Let’s finish the line: the Pope “…Has Nothing for Indigenous Canada.” I do not want to suggest that citizens of the nation just south of the Canadian border do not care about Canada, or that non-Indigenous people would heartlessly ignore the Indigenous anew. The case is simpler than that: most of us here in the U.S. do not track many kinds of Canadian stories, though the plight of the Indigenous there or anywhere demands and deserves regular attention.

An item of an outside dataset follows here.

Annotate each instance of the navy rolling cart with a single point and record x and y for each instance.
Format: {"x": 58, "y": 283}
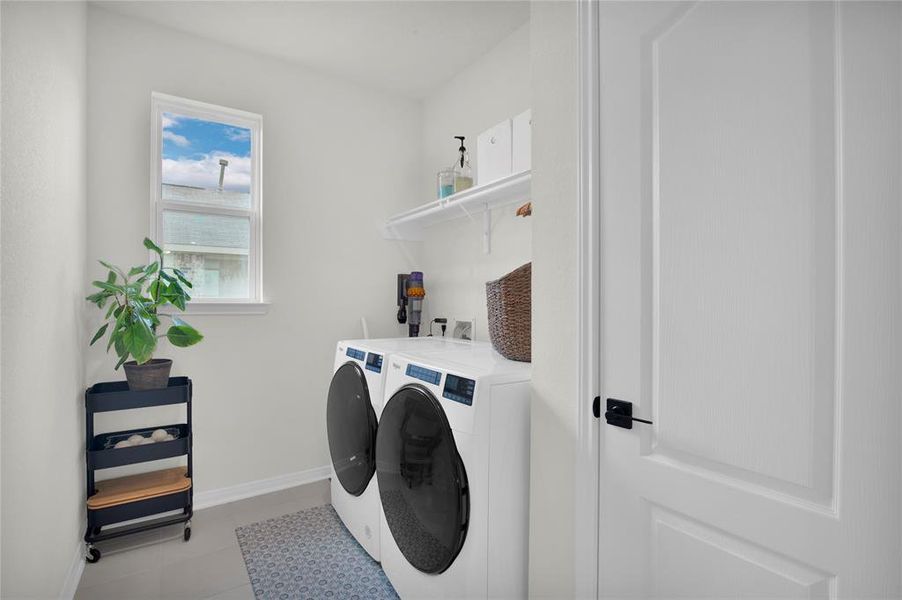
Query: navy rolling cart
{"x": 115, "y": 501}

Therefore, whatever measure of interest readers have on this subject, I hope they will be quickened to pick up on what the Times reported, as did many Catholic papers.

To the point (we won’t publish detailed statistics to enhance it; please trust us and all who report on this): the rate of suicides among the Indigenous population in Canada is alarming, and we “natives” of cities distant from Ottawa, the source of the headlined story, have a responsibility to take notice, even if we are not close to Native people. It would be possible to turn this column and others like it into an essay which, one hopes, might inspire reflection and change. We know that readers and citizens at large are being called to repent—does that word have a place in commentary on the news?—and revisit bad old stories, then compete with each other as mopers. If we know that, why pile on with another case history?

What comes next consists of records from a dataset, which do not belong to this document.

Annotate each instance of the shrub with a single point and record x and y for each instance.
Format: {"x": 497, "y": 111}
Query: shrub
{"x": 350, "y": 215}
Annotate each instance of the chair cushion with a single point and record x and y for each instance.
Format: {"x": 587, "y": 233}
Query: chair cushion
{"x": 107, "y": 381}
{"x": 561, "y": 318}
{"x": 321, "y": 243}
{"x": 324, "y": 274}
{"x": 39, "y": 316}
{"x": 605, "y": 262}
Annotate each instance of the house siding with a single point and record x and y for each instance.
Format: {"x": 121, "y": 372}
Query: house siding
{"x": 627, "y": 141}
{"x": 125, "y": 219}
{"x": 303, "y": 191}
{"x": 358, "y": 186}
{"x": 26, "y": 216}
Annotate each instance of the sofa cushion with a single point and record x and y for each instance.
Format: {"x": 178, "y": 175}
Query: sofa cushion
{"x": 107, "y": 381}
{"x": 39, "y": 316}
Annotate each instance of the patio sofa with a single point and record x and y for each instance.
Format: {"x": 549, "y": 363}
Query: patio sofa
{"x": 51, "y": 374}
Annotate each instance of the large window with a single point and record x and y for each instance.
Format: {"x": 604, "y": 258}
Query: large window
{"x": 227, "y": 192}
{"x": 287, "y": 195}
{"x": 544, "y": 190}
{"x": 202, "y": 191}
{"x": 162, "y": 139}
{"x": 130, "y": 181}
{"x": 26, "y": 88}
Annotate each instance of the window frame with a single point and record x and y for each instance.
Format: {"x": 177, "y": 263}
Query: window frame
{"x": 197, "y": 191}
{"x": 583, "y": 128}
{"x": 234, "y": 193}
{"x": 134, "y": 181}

At this point I’ll draw once more on the words of a philosopher who is no stranger to this column, Max Scheler, genius writer on repentance as “change of heart.” Scheler begins by reminding us that the past is past, gone, irretrievable. Dwelling on what the forefathers of Canadian Catholics did through centuries of colonization and forced schooling may inform us, but by itself changes little. Second, bringing the case close to home, dwelling on what “I” or “we” have done to Native people is not all that creative. Scheler says what is needed is a “change of heart” in anyone who moans, not “Alas! What did I do?”—though that is a partially creative next step. No, Scheler goes further, into full creativity territory, suggesting one ask, “Alas! What kind of person am I that I am capable of doing that bad thing?” and make efforts to change from there on.

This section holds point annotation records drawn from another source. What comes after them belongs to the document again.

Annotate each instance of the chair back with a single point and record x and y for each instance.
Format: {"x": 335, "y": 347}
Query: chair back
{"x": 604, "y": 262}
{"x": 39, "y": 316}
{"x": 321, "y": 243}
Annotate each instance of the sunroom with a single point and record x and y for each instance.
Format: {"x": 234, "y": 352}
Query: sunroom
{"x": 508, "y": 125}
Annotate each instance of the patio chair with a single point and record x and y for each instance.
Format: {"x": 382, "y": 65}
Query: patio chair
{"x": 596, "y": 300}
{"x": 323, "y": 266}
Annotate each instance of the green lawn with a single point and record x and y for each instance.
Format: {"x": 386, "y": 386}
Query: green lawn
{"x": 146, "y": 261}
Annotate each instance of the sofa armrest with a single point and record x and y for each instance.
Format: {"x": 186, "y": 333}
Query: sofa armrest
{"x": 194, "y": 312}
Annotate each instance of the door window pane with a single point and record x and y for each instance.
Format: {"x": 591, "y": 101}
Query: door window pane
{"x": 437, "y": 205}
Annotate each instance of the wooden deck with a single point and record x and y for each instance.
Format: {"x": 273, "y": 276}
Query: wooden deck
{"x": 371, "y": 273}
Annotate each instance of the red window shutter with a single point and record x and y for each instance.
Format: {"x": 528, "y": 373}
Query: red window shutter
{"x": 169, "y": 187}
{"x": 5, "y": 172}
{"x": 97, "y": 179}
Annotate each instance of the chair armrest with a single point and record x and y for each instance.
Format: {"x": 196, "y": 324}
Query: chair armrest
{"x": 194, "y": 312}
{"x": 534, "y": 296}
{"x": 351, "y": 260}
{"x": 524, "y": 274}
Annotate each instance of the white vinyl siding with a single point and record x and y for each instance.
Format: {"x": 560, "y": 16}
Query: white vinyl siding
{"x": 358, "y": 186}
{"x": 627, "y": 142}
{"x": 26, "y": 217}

Writers and preachers and confessors in biblical traditions (though not these alone), risk all on getting us to ask and answer that final question, individually and collectively—in terms of nation, race, church, cultural context. Pope Francis has been strongly attacked of late for not responding to urgings that he apologize for what his church had done to Indigenous people. He knows how horrible that was, as well over a hundred thousand children were sorely wounded, many of them killed, by their experience in cruel residential schools with their abusive practices. But his career-long effort shows him to be acting and speaking so as to help bring about a “change of heart” in person and society, in new ways in new days. And the spirits of those Native Canadian victims, if they could be embodied, might find reason to leap and clap and dance. They would not have time to mope.